Les mathématiciens espèrent maintenant utiliser les techniques de Clarke, Fejoz et Guàrdia pour prouver l'instabilité dans des modèles qui ressemblent davantage à notre propre système solaire. Ces types de résultats deviennent particulièrement significatifs à mesure que les astronomes découvrent de plus en plus d'exoplanètes en orbite autour d'autres étoiles, présentant un large éventail de configurations. "C'est comme un laboratoire ouvert", a déclaré Marian Gidea, mathématicienne à l'université Yeshiva. "Comprendre sur papier quels types d'évolutions des systèmes planétaires peuvent se produire, et comparer cela avec ce que vous êtes capable d'observer - c'est très excitant. Cela donne beaucoup d'informations sur la physique de notre univers, et sur la quantité de ce que nos mathématiques sont capables de capturer à travers des modèles relativement simples."
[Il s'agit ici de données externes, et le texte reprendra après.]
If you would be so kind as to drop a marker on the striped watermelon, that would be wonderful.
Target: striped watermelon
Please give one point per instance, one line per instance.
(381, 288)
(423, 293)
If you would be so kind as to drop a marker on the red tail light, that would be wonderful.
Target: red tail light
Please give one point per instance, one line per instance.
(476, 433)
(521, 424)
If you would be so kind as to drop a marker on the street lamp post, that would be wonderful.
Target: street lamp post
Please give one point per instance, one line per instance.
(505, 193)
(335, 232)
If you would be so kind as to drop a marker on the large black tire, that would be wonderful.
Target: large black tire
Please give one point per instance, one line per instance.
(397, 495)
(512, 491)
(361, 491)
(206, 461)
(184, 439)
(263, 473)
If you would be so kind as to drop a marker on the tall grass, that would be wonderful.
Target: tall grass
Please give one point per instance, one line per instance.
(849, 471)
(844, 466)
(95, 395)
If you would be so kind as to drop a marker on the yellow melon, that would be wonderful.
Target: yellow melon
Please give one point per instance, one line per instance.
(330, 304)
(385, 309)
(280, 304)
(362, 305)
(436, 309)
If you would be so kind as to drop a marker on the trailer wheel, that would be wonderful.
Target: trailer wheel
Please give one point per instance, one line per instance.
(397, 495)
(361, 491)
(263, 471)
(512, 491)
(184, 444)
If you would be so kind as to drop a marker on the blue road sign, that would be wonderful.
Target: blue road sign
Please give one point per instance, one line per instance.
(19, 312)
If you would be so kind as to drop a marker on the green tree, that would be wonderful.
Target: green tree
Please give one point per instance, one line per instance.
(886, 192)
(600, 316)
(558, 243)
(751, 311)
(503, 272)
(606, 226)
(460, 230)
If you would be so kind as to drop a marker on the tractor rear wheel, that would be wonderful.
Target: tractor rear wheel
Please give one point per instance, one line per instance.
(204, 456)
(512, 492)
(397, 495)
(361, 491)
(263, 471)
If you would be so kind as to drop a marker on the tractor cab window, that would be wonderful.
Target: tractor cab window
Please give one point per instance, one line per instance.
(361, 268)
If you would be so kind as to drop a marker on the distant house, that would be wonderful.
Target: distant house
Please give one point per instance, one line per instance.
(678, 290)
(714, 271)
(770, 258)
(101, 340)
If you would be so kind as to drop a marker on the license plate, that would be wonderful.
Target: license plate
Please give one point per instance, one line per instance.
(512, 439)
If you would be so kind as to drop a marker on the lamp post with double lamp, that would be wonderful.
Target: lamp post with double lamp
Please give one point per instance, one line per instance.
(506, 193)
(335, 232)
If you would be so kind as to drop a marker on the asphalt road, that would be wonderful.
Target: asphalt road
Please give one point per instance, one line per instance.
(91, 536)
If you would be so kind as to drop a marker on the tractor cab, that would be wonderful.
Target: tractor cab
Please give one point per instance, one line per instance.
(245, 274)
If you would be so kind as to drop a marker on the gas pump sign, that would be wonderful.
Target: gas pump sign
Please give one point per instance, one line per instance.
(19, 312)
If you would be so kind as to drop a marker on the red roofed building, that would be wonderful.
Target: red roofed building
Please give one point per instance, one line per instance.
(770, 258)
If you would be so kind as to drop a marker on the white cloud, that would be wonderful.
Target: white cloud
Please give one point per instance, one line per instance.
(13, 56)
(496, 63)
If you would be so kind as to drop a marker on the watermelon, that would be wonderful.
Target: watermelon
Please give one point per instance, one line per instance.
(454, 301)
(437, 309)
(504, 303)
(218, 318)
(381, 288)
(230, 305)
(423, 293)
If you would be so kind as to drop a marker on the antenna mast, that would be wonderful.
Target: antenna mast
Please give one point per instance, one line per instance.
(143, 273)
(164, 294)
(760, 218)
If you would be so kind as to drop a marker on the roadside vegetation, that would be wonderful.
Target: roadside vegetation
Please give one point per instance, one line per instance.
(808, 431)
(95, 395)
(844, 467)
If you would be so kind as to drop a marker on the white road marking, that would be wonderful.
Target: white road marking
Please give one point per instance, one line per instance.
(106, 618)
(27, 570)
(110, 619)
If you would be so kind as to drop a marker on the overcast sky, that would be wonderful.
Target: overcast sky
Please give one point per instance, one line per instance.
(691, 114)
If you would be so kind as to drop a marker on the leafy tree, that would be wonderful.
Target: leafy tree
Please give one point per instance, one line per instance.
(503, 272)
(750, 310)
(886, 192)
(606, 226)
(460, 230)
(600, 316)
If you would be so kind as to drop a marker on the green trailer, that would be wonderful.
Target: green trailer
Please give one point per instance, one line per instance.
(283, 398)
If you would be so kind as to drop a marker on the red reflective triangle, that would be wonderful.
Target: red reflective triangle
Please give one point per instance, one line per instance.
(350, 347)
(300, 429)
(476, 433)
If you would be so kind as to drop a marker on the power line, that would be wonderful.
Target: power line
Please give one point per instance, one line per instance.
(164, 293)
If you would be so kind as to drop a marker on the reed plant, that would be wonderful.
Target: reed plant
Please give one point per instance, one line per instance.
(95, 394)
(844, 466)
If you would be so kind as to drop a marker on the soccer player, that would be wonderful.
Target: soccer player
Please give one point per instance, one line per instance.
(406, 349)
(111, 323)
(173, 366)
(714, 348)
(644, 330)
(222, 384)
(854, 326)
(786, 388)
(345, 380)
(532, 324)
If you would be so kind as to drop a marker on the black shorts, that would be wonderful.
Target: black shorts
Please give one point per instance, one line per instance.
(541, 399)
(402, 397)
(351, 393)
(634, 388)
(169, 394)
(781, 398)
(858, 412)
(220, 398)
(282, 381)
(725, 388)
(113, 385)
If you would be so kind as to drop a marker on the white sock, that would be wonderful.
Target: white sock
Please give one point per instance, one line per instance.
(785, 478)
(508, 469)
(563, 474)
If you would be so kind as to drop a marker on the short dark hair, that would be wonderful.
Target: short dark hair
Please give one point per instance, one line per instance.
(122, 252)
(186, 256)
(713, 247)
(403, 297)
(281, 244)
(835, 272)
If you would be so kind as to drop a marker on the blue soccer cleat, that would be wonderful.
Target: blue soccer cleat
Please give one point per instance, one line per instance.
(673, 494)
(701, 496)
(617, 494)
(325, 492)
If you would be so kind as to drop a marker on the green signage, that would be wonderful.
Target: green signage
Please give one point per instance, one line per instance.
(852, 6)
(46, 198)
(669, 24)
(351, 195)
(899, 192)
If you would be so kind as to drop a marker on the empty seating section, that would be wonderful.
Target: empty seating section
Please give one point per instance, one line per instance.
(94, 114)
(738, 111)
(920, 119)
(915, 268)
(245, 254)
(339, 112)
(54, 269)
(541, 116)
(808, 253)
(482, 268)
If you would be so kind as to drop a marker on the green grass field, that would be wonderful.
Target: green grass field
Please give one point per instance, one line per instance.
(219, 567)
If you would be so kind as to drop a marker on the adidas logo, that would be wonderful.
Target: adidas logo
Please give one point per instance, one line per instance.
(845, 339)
Dans l'espoir de faire une telle comparaison, Fejoz a discuté avec quelques astronomes de l'identification de systèmes extrasolaires qui ressemblent, même vaguement, au modèle que lui et ses collègues ont développé. D'autres chercheurs, dont Gidea, affirment que ces travaux pourraient être utiles pour concevoir des trajectoires efficaces pour des satellites artificiels ou pour déterminer comment déplacer des particules à grande vitesse dans un accélérateur de particules. Comme l'a dit Pinzari, "La recherche en mécanique céleste est toujours très vivante."

Le but ultime serait de prouver l'instabilité de notre propre système solaire. "Je me réveille au milieu de la nuit en y pensant", a déclaré Clarke. "Je dirais que ce serait le vrai rêve, mais ce serait un cauchemar, n'est-ce pas? Parce que nous serions foutus."

Correction : 16 mai 2023Cet article a été révisé pour indiquer que Marcel Guàrdia est professeur à l'Université de Barcelone. Il a quitté l'Université polytechnique de Catalogne à l'été 2022.